If Greeks want a good government, they’re going to have to create it themselves. The first stage requires giving a government a mandate allowing them to do what reason and reality both dictate must be done: seriously threaten to default and/or leave the Euro, and follow through with the threats if a good deal isn’t forthcoming.
Absent this, Syriza’s only choices are to buckle, or to do something for which they don’t have a mandate. Of course, sometimes doing the right thing goes against the wishes of the majority of the population–and these are big steps, so it is hard to blame the Greeks for being squeamish. And in hard electoral terms, if Syriza did the right thing, the economy would need to improve before the next election or they’d be out.
But, also in hard electoral terms, they may as well, because if they don’t, they’re going to lose the next election anyway. The Greeks voted them in to end austerity; they will have failed, and the Greeks will most likely try someone else.
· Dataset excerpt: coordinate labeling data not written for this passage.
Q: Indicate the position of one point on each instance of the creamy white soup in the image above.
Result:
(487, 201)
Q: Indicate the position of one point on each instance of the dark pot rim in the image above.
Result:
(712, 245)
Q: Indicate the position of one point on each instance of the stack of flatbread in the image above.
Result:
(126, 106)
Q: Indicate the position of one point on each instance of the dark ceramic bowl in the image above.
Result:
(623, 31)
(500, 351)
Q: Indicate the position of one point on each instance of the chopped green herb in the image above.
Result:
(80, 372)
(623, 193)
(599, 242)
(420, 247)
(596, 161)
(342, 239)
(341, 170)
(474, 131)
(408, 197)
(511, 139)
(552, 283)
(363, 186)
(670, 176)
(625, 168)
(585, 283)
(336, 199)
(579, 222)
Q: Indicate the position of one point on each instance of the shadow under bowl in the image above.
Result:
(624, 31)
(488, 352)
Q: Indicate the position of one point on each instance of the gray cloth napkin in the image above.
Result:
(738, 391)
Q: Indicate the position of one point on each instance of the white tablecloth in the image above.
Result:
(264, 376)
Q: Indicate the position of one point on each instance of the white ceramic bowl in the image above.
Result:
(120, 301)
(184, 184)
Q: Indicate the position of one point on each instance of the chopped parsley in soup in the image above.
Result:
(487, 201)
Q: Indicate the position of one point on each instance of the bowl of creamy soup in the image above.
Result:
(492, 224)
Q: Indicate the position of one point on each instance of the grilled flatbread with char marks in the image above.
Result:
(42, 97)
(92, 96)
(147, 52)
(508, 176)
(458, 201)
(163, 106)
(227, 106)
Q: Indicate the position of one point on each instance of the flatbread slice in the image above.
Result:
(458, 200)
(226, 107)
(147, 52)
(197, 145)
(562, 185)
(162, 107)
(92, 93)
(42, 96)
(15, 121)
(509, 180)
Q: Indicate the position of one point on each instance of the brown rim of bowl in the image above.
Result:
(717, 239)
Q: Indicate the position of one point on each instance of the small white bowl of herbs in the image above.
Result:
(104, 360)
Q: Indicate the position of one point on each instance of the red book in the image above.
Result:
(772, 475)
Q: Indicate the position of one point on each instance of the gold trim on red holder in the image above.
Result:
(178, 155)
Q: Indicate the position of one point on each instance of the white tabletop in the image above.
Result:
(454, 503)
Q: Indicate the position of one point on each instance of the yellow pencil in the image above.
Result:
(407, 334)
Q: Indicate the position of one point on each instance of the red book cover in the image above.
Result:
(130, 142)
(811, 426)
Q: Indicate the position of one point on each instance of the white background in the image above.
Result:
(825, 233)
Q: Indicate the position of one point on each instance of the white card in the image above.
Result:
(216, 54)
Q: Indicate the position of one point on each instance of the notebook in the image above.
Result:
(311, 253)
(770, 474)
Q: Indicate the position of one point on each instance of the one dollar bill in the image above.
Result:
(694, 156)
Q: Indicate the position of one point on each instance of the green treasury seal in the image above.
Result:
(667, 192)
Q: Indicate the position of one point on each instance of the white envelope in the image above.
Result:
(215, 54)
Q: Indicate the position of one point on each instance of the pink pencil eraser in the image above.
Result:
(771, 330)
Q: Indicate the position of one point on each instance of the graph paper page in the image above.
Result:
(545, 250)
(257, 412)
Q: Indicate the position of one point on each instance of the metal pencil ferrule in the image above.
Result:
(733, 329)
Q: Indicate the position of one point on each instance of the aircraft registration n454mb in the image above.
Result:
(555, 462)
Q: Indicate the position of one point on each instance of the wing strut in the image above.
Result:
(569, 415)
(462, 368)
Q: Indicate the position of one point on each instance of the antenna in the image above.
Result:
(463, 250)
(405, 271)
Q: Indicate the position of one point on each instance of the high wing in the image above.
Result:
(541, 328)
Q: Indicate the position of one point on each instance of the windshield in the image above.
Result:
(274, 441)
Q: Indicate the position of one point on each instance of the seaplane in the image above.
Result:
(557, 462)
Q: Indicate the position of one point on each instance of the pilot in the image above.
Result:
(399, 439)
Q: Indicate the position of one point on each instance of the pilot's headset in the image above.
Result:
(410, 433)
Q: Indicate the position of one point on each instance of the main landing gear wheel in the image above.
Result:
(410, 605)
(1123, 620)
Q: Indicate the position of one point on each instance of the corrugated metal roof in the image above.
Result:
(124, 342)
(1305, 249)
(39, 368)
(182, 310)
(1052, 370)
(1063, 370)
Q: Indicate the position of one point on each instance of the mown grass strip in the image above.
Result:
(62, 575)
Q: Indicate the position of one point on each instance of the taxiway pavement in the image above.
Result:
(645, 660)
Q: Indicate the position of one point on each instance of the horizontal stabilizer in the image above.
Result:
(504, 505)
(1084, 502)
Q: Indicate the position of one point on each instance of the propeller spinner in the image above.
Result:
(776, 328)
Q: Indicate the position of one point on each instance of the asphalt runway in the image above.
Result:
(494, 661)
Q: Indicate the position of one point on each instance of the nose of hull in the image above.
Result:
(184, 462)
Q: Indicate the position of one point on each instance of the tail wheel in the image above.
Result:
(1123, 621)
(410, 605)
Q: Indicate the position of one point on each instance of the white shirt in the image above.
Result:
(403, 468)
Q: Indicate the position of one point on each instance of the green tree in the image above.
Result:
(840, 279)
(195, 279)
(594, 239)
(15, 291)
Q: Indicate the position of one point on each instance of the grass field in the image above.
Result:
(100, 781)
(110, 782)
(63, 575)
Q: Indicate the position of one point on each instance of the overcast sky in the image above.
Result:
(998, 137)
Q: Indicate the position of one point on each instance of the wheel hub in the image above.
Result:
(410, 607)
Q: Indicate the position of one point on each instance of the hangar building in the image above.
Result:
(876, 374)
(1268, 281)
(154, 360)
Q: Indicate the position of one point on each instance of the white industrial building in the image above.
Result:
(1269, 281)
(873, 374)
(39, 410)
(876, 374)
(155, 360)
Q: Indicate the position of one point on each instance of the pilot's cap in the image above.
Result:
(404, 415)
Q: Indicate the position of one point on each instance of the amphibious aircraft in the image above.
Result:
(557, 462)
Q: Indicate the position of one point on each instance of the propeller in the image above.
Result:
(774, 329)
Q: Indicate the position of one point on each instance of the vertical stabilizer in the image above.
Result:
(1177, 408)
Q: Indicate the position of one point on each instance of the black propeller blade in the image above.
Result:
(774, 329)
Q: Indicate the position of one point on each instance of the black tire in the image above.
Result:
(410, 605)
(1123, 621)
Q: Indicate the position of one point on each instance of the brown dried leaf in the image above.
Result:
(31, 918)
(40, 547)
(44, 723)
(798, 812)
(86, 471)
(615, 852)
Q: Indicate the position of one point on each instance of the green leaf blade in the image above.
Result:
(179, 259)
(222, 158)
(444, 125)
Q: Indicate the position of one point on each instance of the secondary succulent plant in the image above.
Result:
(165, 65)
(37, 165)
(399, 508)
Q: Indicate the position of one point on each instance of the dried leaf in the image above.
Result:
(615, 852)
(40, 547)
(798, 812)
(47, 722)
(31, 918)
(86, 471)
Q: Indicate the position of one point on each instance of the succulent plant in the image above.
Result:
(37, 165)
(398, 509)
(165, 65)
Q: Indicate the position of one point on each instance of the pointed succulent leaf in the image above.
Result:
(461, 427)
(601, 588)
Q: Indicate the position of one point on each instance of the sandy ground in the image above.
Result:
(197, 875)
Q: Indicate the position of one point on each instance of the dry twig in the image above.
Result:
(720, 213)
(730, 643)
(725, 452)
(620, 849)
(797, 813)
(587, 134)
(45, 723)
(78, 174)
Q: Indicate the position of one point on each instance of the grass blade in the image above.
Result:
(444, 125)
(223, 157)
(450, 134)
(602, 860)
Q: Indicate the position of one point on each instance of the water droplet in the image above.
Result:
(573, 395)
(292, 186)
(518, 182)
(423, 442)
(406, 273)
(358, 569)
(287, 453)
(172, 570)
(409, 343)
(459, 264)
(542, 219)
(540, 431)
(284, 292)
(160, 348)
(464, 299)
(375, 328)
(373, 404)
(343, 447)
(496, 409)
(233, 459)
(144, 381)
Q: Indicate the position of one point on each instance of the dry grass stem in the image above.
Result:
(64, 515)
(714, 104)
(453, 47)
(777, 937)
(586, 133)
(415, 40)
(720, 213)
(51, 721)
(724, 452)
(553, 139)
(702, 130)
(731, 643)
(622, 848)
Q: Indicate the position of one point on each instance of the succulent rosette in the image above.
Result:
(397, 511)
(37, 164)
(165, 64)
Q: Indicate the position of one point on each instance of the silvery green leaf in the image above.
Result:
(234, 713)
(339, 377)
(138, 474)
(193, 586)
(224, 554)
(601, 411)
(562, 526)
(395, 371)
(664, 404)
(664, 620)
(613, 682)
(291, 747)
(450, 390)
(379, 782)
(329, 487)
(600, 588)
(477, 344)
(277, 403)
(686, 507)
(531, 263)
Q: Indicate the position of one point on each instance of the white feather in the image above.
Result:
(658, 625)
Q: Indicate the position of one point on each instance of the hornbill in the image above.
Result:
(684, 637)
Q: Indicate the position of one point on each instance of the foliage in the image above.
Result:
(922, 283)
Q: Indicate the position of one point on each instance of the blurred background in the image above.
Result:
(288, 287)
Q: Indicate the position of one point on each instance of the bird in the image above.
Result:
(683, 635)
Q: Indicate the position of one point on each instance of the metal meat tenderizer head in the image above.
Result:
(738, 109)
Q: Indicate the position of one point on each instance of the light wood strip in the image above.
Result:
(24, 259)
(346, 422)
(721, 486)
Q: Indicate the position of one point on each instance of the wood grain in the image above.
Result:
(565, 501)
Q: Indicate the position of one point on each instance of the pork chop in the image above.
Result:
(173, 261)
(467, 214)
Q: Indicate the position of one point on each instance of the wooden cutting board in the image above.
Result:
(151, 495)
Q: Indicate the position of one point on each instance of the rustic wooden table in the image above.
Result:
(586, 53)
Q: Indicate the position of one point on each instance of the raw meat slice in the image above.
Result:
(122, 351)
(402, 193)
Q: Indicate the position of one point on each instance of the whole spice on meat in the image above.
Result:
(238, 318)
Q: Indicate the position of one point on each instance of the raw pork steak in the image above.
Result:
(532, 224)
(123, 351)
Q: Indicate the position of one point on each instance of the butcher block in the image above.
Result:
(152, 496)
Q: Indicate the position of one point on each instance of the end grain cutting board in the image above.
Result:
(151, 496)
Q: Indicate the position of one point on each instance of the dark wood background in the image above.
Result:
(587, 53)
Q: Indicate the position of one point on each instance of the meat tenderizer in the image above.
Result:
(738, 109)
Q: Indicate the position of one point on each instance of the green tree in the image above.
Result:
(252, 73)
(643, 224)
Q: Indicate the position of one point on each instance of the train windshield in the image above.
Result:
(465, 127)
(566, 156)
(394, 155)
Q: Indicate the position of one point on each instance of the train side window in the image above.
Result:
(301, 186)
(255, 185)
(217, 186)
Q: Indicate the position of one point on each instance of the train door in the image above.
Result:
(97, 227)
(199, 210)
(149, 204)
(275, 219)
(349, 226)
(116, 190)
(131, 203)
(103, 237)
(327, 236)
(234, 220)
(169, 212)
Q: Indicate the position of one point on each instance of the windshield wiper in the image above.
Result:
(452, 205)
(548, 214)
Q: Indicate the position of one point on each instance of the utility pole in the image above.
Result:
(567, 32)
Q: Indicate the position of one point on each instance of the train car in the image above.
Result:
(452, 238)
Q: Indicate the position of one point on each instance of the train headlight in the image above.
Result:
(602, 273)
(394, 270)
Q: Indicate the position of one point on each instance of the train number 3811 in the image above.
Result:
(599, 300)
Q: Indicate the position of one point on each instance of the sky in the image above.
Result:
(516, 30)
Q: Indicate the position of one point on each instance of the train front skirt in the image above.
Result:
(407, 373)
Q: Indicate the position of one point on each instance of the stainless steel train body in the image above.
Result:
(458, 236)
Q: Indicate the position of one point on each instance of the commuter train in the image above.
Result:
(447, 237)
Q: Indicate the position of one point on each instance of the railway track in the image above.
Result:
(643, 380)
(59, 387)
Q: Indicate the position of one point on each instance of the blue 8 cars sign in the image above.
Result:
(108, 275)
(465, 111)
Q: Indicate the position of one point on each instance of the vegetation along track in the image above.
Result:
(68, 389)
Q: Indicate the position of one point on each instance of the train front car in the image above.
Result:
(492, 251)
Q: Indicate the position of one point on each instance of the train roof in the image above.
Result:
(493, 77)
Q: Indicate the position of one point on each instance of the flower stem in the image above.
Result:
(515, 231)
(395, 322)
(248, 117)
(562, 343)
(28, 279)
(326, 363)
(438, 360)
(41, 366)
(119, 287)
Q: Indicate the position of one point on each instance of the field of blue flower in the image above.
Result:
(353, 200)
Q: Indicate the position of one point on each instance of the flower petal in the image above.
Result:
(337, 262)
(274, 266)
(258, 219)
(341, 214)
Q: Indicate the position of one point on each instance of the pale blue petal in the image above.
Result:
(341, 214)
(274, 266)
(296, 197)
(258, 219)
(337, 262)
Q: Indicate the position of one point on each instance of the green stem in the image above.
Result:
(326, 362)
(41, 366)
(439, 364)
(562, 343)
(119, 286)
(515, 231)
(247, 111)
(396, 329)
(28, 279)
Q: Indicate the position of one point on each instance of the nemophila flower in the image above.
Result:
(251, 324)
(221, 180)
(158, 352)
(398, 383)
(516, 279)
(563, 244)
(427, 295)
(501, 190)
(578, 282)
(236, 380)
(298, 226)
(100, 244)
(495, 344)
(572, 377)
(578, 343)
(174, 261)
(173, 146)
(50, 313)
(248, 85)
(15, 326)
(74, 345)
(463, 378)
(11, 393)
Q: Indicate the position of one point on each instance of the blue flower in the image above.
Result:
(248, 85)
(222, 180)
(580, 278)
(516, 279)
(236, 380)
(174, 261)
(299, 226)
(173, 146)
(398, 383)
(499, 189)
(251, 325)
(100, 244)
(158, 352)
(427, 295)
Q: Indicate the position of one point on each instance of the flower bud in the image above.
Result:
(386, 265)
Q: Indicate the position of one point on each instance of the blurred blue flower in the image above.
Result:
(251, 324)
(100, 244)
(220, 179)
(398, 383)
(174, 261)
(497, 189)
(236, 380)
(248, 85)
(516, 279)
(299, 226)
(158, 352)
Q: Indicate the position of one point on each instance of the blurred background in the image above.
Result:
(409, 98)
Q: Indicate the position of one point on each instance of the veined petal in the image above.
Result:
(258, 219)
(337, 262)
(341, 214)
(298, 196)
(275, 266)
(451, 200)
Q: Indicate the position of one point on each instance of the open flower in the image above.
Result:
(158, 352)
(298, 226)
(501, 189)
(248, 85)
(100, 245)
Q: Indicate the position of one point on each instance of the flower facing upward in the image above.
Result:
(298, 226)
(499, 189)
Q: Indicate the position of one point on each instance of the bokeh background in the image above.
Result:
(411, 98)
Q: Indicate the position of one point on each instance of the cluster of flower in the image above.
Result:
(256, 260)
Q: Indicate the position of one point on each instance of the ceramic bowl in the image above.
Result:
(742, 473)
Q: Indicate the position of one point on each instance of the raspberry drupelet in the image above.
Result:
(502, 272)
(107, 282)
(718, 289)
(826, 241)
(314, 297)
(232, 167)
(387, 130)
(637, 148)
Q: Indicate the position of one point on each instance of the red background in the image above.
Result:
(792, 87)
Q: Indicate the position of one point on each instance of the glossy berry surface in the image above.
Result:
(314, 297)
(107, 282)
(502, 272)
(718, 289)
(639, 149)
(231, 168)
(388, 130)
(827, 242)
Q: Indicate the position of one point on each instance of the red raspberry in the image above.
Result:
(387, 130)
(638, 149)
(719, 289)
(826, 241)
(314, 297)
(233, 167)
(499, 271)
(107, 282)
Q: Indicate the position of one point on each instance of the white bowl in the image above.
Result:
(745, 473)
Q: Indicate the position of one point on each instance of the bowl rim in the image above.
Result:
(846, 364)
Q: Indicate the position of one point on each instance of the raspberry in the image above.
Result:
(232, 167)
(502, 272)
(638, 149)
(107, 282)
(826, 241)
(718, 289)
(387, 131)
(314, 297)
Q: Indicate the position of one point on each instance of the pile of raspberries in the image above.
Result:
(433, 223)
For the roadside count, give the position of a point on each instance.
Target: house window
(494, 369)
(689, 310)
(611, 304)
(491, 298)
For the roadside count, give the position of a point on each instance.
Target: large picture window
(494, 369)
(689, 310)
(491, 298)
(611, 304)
Good luck to Greece, the Greeks, and Syriza. They’re going to need it. But luck tends to come to those who are thinking straight about the reality of their lives, and the Greeks aren’t.
As for the “institutions,” let this be your daily reminder that our leaders are functional sociopaths, at best, but act more like psychopaths. Austerity has meant immense suffering, but it is more important to them to bail out their rich donors and friends and help make them richer and more powerful, than it is to make tens to hundreds of millions of lives (far beyond Greece) less miserable.
Psychopaths.
When you’re trying to predict how European elites will operate, assume that they are sociopaths on a good day, psychopaths on any other day. The pain and suffering of those whom they do not personally know is not real to them, and they do not care how bad life is for anyone who doesn’t make their lives, personally, better.